Simulating the PHYS 211 M&M lab --- Observing the Central Limit Theorem in action

The beginning of this notebook is a duplication of the notebook from the first M&M problem.

In [2]:
import numpy as np
from scipy import stats

import matplotlib as mpl
import matplotlib.pyplot as plt
In [3]:
# Following is an Ipython magic command that puts figures in notebook.
%matplotlib notebook
        
# M.L. modification of matplotlib defaults
# Changes can also be put in matplotlibrc file, 
# or effected using mpl.rcParams[]
plt.style.use('classic')
plt.rc('figure', figsize = (6, 4.5)) # Reduces overall size of figures
plt.rc('axes', labelsize=16, titlesize=14)
plt.rc('figure', autolayout = True) # Adjusts supblot params for new size

Intro

  • 6 Colors: Yellow, Blue, Orange, Red, Green, and Blue
  • Assume 60 M&Ms in every bag
  • Assume equal probabilities (well mixed, large "reservoir")
  • Assume 24 students (bags) per section

Part 1 (from prrevious problem)

To get started, sample one bag of M&Ms, and count the numberof brown M&Ms.
Do this by generating 60 random integers from the set 0, 1, 2, 3, 4, 5, and let's say that "brown" = 0.

In [4]:
bag = stats.randint.rvs(0,6,size = 60)
print(bag)
[3 1 0 5 5 5 0 3 1 4 0 4 2 2 1 4 2 3 4 0 1 0 3 2 1 2 0 1 5 0 1 4 1 0 1 1 0
 5 2 5 3 4 0 1 2 4 0 1 0 4 5 3 3 5 0 3 5 0 2 0]
  • Count the number of each color in the bag using np.bincount(bag). The first element in the array is the number of occurences of 0 in "bag," the second element is the number of occurences of 1, etc.
In [5]:
np.bincount(bag)
Out[5]:
array([15, 12,  8,  8,  8,  9])
  • For our "brown" = 0 choice, the number of brown M&Ms is the first element in the array returned by bincount, or np.bincount(bag)[0].
In [6]:
np.bincount(bag)[0]
Out[6]:
15
  • Now sample many bags
  • Record number of brown M&Ms in each bag
In [7]:
# Long version of sampling many bags
nb = 24                     # number of bags 
data_section = np.zeros(nb) # array for data from a lab section
for i in range(nb):
    bag = stats.randint.rvs(0,6,size=60)
    data_section[i] = np.bincount(bag)[0]

data_section
Out[7]:
array([12.,  4.,  9., 11., 18., 10.,  8.,  6., 10.,  7.,  8.,  9., 13.,
        7., 12.,  9., 10., 12., 10., 12.,  8., 18., 13., 17.])
In [46]:
# Concise version of sampling many bags
nb = 24            # number of bags
data_section = np.array([np.bincount(stats.randint.rvs(0,6,size=60))[0] for i in range(nb)])
data_section
Out[46]:
array([11, 11,  5,  6, 13,  7, 10,  6,  8, 13,  7,  8, 11,  7,  6, 11, 11,
       12,  8, 12, 14,  9,  8, 16])
In [47]:
np.mean(data_section), np.std(data_section), np.std(data_section)/np.sqrt(len(data_section)-1)
Out[47]:
(9.583333333333334, 2.8565227501671018, 0.5956261674917971)
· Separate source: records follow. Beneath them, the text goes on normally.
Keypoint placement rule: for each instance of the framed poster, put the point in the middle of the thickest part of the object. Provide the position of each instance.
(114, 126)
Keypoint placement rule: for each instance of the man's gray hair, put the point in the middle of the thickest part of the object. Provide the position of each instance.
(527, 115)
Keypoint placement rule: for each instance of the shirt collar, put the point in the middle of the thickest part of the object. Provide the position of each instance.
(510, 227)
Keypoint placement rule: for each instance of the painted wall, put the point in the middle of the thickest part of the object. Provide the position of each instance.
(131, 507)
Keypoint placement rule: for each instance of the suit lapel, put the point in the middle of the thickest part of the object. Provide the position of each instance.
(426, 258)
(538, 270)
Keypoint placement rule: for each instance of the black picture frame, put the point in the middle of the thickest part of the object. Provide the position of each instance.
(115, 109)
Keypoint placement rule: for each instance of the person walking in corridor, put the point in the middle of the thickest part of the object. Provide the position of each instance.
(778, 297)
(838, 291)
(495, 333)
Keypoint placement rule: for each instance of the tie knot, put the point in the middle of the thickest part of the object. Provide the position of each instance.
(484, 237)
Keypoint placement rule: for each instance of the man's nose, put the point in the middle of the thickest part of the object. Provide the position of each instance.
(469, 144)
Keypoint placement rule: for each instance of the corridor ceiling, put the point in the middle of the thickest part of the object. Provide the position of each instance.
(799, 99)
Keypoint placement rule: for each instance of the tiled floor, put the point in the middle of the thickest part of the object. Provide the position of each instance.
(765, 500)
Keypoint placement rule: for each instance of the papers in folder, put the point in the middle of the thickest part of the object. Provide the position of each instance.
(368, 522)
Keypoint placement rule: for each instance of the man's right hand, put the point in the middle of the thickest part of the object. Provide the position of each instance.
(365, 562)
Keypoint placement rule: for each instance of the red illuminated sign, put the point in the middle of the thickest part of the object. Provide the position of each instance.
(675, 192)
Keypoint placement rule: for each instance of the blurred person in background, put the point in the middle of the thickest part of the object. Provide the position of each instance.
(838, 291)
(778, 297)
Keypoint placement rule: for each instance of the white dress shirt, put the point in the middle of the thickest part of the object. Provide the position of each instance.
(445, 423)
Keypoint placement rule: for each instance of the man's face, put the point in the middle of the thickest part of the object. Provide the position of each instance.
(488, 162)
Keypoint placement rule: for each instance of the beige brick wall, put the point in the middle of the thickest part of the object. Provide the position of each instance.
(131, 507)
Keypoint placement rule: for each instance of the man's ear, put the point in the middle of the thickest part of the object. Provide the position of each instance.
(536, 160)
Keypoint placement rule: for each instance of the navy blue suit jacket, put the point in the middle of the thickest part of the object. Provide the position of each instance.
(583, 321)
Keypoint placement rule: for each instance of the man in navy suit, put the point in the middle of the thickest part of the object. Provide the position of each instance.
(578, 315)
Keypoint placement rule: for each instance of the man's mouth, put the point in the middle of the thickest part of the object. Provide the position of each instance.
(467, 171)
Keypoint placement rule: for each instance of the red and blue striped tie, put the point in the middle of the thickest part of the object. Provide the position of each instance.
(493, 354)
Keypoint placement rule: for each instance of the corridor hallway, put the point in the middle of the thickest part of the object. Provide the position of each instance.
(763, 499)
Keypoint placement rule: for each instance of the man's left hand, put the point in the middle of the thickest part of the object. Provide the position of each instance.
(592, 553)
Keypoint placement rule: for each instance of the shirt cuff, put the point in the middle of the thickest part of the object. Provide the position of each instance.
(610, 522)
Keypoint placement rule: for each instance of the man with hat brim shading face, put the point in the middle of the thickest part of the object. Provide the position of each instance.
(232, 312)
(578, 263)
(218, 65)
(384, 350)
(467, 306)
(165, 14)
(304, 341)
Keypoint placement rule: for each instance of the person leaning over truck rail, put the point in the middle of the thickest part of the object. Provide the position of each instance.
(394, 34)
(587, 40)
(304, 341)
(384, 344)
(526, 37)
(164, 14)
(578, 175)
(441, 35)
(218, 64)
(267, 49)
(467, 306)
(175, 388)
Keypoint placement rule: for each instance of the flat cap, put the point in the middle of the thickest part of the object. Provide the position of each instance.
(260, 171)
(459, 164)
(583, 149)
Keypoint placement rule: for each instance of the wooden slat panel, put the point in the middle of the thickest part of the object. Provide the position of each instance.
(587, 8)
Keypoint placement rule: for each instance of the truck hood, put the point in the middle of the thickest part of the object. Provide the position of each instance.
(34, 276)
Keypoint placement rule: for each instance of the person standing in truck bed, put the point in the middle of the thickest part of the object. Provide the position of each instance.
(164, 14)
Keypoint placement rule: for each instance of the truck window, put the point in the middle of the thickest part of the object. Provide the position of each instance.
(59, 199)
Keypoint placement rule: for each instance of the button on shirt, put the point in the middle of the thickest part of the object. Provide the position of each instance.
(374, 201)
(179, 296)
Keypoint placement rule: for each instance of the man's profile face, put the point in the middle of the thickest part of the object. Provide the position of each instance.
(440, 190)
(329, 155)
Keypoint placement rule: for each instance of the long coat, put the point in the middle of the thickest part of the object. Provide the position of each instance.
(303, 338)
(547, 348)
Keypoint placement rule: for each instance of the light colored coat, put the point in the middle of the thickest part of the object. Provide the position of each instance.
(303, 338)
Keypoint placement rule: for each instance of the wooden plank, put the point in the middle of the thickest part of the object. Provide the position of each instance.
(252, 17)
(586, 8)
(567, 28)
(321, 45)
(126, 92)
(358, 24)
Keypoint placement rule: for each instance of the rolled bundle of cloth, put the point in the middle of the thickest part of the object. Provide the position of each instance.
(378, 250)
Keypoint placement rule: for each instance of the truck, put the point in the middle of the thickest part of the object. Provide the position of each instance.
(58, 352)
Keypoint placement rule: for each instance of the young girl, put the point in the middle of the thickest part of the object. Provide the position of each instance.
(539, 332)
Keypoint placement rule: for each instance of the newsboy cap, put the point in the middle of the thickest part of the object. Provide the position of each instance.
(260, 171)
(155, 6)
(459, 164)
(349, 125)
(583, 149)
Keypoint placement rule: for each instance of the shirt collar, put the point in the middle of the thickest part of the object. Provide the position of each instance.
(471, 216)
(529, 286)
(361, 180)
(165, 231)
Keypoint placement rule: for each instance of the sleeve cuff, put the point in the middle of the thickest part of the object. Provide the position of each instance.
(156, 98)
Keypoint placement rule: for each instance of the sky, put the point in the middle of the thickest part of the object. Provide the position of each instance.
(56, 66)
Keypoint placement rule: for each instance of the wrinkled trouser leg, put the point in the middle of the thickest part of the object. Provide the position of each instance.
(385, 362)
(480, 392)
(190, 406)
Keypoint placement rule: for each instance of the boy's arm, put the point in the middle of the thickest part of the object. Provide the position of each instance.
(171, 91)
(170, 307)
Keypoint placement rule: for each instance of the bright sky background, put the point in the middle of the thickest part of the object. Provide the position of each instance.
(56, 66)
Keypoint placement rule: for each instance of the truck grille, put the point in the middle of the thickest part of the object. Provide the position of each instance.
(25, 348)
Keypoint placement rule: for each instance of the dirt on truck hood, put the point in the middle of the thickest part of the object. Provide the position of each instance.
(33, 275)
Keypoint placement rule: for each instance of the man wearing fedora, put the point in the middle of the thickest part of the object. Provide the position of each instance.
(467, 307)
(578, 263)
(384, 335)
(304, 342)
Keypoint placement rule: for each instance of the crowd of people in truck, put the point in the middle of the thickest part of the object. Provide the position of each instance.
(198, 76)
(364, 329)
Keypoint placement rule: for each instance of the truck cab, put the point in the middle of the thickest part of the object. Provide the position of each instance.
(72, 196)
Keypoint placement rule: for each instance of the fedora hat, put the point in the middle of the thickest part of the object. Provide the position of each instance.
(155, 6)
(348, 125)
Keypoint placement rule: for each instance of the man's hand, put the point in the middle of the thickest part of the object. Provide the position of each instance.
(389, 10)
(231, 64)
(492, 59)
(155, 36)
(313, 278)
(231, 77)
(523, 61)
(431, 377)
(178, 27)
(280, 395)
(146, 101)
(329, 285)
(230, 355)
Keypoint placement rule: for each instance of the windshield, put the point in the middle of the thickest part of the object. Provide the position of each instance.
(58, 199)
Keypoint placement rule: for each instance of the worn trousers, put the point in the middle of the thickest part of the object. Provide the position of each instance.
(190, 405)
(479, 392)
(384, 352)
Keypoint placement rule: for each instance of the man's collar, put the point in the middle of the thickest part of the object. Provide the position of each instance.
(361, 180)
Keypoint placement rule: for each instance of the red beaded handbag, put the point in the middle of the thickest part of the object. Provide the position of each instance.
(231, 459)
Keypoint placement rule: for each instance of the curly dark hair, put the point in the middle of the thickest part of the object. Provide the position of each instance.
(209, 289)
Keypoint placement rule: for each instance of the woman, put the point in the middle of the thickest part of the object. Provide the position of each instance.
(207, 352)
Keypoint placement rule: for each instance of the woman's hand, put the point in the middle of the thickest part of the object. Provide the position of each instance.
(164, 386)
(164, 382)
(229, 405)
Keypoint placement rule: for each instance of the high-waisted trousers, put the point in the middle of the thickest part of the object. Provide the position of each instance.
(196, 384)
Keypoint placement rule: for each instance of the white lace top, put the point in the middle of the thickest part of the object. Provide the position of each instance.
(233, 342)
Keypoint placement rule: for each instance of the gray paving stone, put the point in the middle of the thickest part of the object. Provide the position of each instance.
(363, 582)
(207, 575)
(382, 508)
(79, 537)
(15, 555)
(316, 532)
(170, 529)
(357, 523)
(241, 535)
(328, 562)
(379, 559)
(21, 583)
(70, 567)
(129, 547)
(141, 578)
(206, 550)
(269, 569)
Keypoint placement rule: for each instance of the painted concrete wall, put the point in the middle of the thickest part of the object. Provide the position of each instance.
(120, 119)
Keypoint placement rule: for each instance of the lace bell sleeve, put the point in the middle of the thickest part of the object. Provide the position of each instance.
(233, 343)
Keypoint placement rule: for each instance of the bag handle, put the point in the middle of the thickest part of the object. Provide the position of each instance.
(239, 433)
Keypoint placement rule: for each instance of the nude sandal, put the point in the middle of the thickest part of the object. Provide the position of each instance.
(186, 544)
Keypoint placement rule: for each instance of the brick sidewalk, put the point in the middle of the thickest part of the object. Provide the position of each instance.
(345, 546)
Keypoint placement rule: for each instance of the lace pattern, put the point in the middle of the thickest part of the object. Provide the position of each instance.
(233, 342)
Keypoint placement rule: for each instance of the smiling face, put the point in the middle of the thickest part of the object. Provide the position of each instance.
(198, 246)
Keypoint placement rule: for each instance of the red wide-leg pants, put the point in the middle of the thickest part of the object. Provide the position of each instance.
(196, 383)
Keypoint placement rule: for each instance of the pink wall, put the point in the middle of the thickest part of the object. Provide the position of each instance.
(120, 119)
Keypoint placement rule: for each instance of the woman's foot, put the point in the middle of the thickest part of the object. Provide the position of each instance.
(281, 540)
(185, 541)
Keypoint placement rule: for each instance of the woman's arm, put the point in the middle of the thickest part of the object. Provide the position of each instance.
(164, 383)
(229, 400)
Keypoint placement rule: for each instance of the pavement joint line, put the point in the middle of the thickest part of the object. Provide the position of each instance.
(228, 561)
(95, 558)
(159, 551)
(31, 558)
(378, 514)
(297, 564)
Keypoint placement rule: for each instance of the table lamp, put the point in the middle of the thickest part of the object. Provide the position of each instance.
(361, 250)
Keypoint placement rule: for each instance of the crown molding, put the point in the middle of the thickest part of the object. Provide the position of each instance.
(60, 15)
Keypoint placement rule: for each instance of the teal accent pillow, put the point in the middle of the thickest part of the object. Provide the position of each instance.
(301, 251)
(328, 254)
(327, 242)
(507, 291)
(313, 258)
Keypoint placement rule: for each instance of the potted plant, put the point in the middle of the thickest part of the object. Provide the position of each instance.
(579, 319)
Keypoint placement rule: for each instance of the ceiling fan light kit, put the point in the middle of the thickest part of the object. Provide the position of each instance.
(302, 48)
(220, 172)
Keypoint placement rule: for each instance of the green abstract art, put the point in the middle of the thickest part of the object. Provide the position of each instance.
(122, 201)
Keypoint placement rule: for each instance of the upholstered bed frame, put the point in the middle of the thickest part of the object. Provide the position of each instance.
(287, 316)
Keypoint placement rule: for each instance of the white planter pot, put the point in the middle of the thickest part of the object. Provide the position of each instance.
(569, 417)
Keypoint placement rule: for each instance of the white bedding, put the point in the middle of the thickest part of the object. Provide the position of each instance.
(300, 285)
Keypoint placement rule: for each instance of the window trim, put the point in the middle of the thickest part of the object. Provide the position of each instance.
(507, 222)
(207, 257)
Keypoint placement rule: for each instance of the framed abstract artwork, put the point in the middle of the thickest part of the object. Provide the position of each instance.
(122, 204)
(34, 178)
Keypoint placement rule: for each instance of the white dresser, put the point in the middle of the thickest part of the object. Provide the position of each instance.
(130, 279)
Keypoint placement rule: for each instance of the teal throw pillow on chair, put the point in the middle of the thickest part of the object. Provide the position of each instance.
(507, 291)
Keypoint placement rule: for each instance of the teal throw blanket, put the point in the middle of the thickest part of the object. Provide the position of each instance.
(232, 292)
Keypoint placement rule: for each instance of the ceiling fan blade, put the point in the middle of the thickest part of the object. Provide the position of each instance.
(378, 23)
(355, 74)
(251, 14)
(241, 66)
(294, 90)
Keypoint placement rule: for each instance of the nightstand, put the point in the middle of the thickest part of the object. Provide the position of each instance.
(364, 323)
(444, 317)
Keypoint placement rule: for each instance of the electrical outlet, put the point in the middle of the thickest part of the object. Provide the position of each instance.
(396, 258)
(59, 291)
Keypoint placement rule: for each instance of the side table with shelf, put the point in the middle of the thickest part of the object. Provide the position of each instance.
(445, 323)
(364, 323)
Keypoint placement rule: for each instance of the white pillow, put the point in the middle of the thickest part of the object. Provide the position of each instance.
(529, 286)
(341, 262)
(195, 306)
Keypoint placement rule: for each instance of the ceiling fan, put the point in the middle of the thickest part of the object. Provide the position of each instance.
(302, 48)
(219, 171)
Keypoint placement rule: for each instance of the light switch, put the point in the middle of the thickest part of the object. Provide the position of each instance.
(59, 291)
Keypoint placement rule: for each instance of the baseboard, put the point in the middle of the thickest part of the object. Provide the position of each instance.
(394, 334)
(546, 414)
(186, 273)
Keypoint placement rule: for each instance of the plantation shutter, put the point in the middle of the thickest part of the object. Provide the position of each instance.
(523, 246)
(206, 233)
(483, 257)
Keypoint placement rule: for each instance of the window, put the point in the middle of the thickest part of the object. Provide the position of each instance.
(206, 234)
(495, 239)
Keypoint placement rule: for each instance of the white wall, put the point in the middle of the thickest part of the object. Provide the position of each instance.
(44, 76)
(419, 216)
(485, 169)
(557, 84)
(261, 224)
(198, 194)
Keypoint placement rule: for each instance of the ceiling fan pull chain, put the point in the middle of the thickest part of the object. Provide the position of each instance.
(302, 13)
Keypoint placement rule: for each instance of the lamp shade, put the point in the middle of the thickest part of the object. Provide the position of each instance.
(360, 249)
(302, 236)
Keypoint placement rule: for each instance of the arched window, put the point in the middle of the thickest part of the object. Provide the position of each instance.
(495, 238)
Answer for part 1, the results from this single lab section:

$\overline N = 9.6 \pm 0.6$

In [48]:
plt.figure()
nbins = 20
low = 0
high = 20
plt.hist(data_section,nbins,[low,high])
plt.xlim(0,20)
plt.title("Histogram of brown M&Ms per bag - Single Section")
plt.xlabel("Number of brown M&Ms")
plt.ylabel("Occurences");

Part 2 -- New stuff: Now we simulate data from 200 lab sections.

In [49]:
nb = 24    # Number of bags in a section
ns = 2000   # Number of sections in class
data_class = np.zeros(ns) # array for results from each section
In [50]:
for j in range(ns):
    data_section = np.zeros(nb)     # array for section data
    for i in range(nb):
        bag = stats.randint.rvs(0,6,size=60)
        data_section[i] = np.bincount(bag)[0]
    data_class[j] = np.mean(data_section)
In [51]:
np.mean(data_class), np.std(data_class)
Out[51]:
(10.011979166666666, 0.591323027775076)

Historgram of section averages

In [52]:
plt.figure()
nbins = 30
low = 5
high = 15
binwidth = (high-low)/nbins
plt.hist(data_class,nbins,[low,high],alpha=0.5)
plt.xlim(low,high)
plt.title("Histogram of section averages",fontsize=14)
plt.xlabel("Number of brown M&Ms")
plt.ylabel("Occurences");

Quantitative checks of prediction of Central Limit Theorem

The standard deviation of the number of brown M&Ms in a bag in an indvidual section (that was determined in Part 1 above) is $\sigma = 2.9$. The Central Limit Theorem predicts that the standard deviation of the section averages (i.e., standard deviation of the mean) should be

$$ \sigma_{\rm averages} = \frac{\sigma}{\sqrt{N}} = \frac{2.9}{\sqrt{24}} \simeq 0.59 $$

The standard deviation of the 2000 means I simulated is 0.59, which is consistent with that predicted by Central Limit Theorem.

We can also check the shape of the distribution of the means by comparing the results to the histrogram predicted by the Central Limit Theorem.

In [53]:
nbins = 30
low = 5
high = 15

plt.figure()
plt.xlabel("# of brown M&Ms")
plt.ylabel("occurences")
h_out = plt.hist(data_class, nbins, [low,high], alpha = 0.5, label='MC sim.')
plt.xlim(low,high);

x = np.zeros(len(h_out[1])-1)   # Array for mid-points of histogram bins
y = np.zeros(len(h_out[1])-1)   # Array for expected occurences from normal dist.
for i in range(len(x)):
    x[i] = (h_out[1][i+1] + h_out[1][i])/2
    y[i] = ns*(stats.norm.cdf(h_out[1][i+1],10,2.8/np.sqrt(nb)) -stats.norm.cdf(h_out[1][i],10,2.8/np.sqrt(nb)))
    
plt.scatter(x, y, c = 'red', label='CLT')
plt.legend();

Version information

version_information is from J.R. Johansson (jrjohansson at gmail.com); see Introduction to scientific computing with Python for more information and instructions for package installation.

version_information is installed on the linux network at Bucknell

In [54]:
%load_ext version_information
In [55]:
version_information numpy, scipy, matplotlib
Out[55]:
SoftwareVersion
Python3.7.7 64bit [GCC 7.3.0]
IPython7.16.1
OSLinux 3.10.0 1062.9.1.el7.x86_64 x86_64 with centos 7.7.1908 Core
numpy1.18.5
scipy1.5.2
matplotlib3.3.0
Fri Aug 07 09:16:08 2020 EDT
In [ ]: